I went back and forth on whether or not to include folks from outside the US. In the end, I decided that there is no reason not to include a name on this list, because these are names we must honor. That said, I do usually focus on murders in the US because there are so many murders worldwide that no single person could keep track of and honor them. I’m in the US, so these are the murders most relevant to me. The fact that I cannot truly honor every member of my extended trans family who is murdered is disgusting.
Lost this Year
Esra Ateş (Istanbul, Turkey)
Begüm (Bursa, Turkey)
Vanessa Campos (Paris, France)
Dejanay Stanton (Chicago, Il)
Loved to travel
Vontashia Bell (Shreveport, LA)
Eighteen years old
Shantee Tucker (Philadelphia, PA)
Straight-talker, worked in an area beauty store
“From 1919 until February 1933, somewhere between twenty-five and thirty separate homosexual German-language journal titles appeared in Berlin, some weekly or monthly and others less frequently. These supplemented, of course, Berlin’s first homosexual periodicals: Adolf Brand’s Der Eigene and Hirschfeld’s Jahrbuch. By contrast, there were practically no such journals published anywhere else in the world until after 1942.” (Robert Beachy, Gay Berlin)
“At that time, no one knew what HIV was. It would be another 12 years before the Centers for Disease Control and Prevention reported a mysterious pneumonia and immune deficiency that had afflicted “five young men, all active homosexuals.” Deaths started mounting in 1981, and HIV would not be identified by scientists until 1984. In 1987, HIV was found in Rayford’s tissue samples. Very few noticed.”

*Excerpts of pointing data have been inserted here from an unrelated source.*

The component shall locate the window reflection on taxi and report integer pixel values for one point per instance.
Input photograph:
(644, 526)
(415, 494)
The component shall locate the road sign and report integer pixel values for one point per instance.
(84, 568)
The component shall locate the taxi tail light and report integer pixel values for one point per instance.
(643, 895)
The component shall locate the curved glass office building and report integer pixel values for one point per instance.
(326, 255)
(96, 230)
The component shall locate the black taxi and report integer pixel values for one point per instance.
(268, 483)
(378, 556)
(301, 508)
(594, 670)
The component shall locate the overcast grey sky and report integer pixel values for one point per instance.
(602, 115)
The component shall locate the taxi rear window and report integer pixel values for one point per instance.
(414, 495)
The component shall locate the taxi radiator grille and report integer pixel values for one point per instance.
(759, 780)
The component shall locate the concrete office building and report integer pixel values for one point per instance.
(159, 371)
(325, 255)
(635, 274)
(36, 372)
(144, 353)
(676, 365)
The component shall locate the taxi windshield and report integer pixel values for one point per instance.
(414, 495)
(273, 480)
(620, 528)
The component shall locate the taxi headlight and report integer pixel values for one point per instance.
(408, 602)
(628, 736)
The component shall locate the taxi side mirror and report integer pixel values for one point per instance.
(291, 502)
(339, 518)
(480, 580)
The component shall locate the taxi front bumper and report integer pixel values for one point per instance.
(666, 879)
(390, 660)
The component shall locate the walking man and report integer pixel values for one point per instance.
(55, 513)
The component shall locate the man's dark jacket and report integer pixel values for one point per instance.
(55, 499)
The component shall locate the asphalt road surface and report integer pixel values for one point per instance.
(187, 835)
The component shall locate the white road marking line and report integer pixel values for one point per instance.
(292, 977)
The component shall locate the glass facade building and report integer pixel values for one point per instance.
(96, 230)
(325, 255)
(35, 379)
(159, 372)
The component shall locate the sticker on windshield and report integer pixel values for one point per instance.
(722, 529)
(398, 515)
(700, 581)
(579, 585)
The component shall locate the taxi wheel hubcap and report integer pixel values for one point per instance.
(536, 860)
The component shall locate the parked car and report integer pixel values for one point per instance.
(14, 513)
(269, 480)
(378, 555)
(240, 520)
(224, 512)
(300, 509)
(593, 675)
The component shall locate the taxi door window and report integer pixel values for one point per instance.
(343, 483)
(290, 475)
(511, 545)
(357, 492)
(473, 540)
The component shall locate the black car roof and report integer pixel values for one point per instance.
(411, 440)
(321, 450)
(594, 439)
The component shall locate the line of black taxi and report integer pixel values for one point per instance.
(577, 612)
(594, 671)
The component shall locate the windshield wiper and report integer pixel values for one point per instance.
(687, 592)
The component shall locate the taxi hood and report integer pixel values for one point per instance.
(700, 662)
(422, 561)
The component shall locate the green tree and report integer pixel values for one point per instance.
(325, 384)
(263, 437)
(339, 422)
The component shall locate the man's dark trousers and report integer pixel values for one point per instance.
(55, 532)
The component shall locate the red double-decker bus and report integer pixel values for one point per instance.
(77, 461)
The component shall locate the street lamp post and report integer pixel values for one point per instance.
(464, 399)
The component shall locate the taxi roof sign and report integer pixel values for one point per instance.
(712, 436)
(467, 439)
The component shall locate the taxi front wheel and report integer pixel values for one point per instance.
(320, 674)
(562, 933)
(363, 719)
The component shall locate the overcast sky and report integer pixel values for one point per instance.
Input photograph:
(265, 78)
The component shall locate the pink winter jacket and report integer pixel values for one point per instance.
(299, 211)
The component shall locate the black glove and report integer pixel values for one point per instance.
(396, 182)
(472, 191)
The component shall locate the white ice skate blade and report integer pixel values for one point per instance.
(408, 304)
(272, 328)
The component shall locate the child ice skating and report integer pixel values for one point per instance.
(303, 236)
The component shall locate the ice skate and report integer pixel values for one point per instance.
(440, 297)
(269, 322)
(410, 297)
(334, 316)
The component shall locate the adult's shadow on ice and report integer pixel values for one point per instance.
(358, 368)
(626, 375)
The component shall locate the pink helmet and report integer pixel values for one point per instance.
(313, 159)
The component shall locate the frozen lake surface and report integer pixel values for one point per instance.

“We spoke with Kimberlé Williams Crenshaw and Lady Phyll to talk about the gifts they’ve given to a generation of Black LGBTQ+ people: the tools to dismantle the master’s house, and a blueprint for the promised land to be built on its grave thereafter.”
“Here’s the setup of my soon-to-be-published novel, The Best Bad Things, in a nutshell: The year is 1887, and in the wild west of the Washington Territory, a hard-boiled, rule-bending Pinkerton’s detective goes undercover to infiltrate a smuggling ring. The detective’s name is Alma Rosales. She’s Latinx, she’s gender-fluid, and she’s queer. One of my writing friends and I fondly call her the “manic pixie butch stud.” I’m kind of in love with her — and I hope you’ll love her, too.”